When you scroll a container, an anchor inside that container moves with the content. By default, the anchored target moves with the anchor — it tracks the anchor's resolved position frame by frame. No JavaScript needed.

.scroll-container {
  height: 400px;
  overflow-y: auto;
}

.scroll-container .item {
  anchor-name: --item;
}

.tooltip {
  position: absolute;
  position-anchor: --item;
  position-area: top;
}

The tooltip stays glued to the item even as the user scrolls. This is the killer feature versus the JavaScript libraries it replaces — Floating UI and Popper need to listen to scroll events on every ancestor and recompute, which has a measurable cost on long pages.

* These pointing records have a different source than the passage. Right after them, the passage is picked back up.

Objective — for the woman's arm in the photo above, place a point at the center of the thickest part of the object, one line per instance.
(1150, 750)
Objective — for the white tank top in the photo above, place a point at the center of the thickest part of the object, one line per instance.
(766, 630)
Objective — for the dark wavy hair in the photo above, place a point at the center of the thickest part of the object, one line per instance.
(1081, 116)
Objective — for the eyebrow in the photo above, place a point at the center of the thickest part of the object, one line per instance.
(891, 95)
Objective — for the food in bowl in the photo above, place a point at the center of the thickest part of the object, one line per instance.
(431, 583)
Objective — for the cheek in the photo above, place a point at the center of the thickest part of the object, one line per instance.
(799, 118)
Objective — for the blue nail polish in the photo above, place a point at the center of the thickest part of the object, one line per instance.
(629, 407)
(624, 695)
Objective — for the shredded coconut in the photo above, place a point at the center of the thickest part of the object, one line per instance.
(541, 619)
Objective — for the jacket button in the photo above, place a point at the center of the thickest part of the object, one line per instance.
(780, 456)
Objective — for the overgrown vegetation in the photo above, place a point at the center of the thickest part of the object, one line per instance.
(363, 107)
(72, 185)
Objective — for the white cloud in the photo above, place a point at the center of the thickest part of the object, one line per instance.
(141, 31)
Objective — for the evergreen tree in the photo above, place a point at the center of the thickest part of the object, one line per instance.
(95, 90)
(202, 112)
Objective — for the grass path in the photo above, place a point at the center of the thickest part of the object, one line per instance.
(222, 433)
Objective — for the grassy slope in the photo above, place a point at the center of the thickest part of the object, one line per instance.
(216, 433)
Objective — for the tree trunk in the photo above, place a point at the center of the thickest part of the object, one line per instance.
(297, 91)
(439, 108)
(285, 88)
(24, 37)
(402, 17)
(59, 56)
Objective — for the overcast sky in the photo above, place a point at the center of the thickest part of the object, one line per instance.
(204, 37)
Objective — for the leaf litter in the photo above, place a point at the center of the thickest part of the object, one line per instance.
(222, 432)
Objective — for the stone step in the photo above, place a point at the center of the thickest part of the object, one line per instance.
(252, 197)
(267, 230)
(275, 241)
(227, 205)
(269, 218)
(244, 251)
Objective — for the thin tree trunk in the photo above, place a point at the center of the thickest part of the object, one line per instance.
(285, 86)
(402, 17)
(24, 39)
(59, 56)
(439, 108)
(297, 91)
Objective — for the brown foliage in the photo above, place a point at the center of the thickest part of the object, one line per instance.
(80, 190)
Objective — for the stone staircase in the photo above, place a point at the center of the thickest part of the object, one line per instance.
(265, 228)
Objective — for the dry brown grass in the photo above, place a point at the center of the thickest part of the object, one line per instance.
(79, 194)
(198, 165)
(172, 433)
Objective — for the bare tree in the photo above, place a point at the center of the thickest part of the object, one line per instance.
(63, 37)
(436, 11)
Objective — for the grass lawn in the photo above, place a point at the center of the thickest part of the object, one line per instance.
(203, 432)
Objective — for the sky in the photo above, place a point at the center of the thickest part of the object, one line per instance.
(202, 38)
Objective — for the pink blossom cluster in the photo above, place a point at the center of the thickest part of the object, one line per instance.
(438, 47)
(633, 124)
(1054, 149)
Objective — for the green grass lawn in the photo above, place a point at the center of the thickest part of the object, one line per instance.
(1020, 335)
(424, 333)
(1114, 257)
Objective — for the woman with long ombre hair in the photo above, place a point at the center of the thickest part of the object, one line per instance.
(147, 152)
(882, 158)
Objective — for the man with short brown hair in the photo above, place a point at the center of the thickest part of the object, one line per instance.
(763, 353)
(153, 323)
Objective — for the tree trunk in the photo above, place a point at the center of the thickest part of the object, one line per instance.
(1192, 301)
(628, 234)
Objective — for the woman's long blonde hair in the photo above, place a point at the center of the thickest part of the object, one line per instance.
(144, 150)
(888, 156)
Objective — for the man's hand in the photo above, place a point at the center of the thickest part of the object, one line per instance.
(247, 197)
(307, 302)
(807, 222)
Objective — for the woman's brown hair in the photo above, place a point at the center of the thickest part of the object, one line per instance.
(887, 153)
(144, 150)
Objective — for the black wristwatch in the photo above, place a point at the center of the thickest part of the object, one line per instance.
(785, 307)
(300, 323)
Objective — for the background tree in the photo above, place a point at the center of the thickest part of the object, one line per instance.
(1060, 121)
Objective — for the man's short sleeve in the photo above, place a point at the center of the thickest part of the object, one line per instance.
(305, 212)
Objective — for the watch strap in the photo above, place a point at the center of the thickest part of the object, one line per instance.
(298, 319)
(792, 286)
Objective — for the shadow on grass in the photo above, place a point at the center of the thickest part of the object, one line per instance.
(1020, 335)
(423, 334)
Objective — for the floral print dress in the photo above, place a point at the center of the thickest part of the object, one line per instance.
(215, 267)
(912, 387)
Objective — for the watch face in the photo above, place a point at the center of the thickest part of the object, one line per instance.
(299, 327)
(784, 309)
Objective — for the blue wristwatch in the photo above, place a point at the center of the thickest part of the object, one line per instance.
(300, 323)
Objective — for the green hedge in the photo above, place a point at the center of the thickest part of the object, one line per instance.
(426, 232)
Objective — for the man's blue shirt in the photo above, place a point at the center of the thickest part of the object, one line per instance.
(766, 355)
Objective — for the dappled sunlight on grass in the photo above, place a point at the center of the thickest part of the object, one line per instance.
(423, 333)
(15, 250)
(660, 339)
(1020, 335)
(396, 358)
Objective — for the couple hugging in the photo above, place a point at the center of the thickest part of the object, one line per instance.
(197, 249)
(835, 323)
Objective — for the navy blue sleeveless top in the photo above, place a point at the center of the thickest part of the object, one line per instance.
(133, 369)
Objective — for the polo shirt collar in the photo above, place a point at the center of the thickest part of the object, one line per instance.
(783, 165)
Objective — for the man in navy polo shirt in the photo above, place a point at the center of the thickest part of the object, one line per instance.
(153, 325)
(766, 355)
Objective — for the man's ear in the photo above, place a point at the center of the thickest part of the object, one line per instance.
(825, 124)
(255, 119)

Anchor positioning is built into the layout engine.

When the target should escape the scroll container

Sometimes you want a tooltip that appears anchored to a row inside a scrollable table but stays visible even when the row scrolls offscreen. Use position: fixed on the target instead of absolute:

.tooltip {
  position: fixed;        /* escape any overflow ancestor */
  position-anchor: --item;
  position-area: top;
}

Now the tooltip is positioned in the viewport coordinate system, but it still tracks the anchor's resolved position. When the anchor scrolls offscreen, the tooltip stays at the last visible spot near the viewport edge — or you can pair this with an IntersectionObserver to hide the tooltip when the anchor leaves the viewport.

Sticky positioning

position: sticky does not work well with anchor positioning today (March 2026). The two systems compute positions in different ways and the interaction is unspecified. If you need sticky behavior, position the anchor with sticky and the target with absolute — but expect quirks. Track CSSWG issue 9852 for progress.

Performance

Anchor positioning re-evaluates on every scroll frame, which is what you want — but the cost is built into layout, not into a JavaScript event handler. A page with 100 anchor-positioned tooltips inside a fast-scrolling container costs less than the same page with 100 Floating UI-managed tooltips.

Use Case

Tooltips on rows in long scrollable tables, hover cards in feed/timeline UIs, anchored hint bubbles inside chat message lists, document outlines that follow active sections, code-editor tooltips on long files.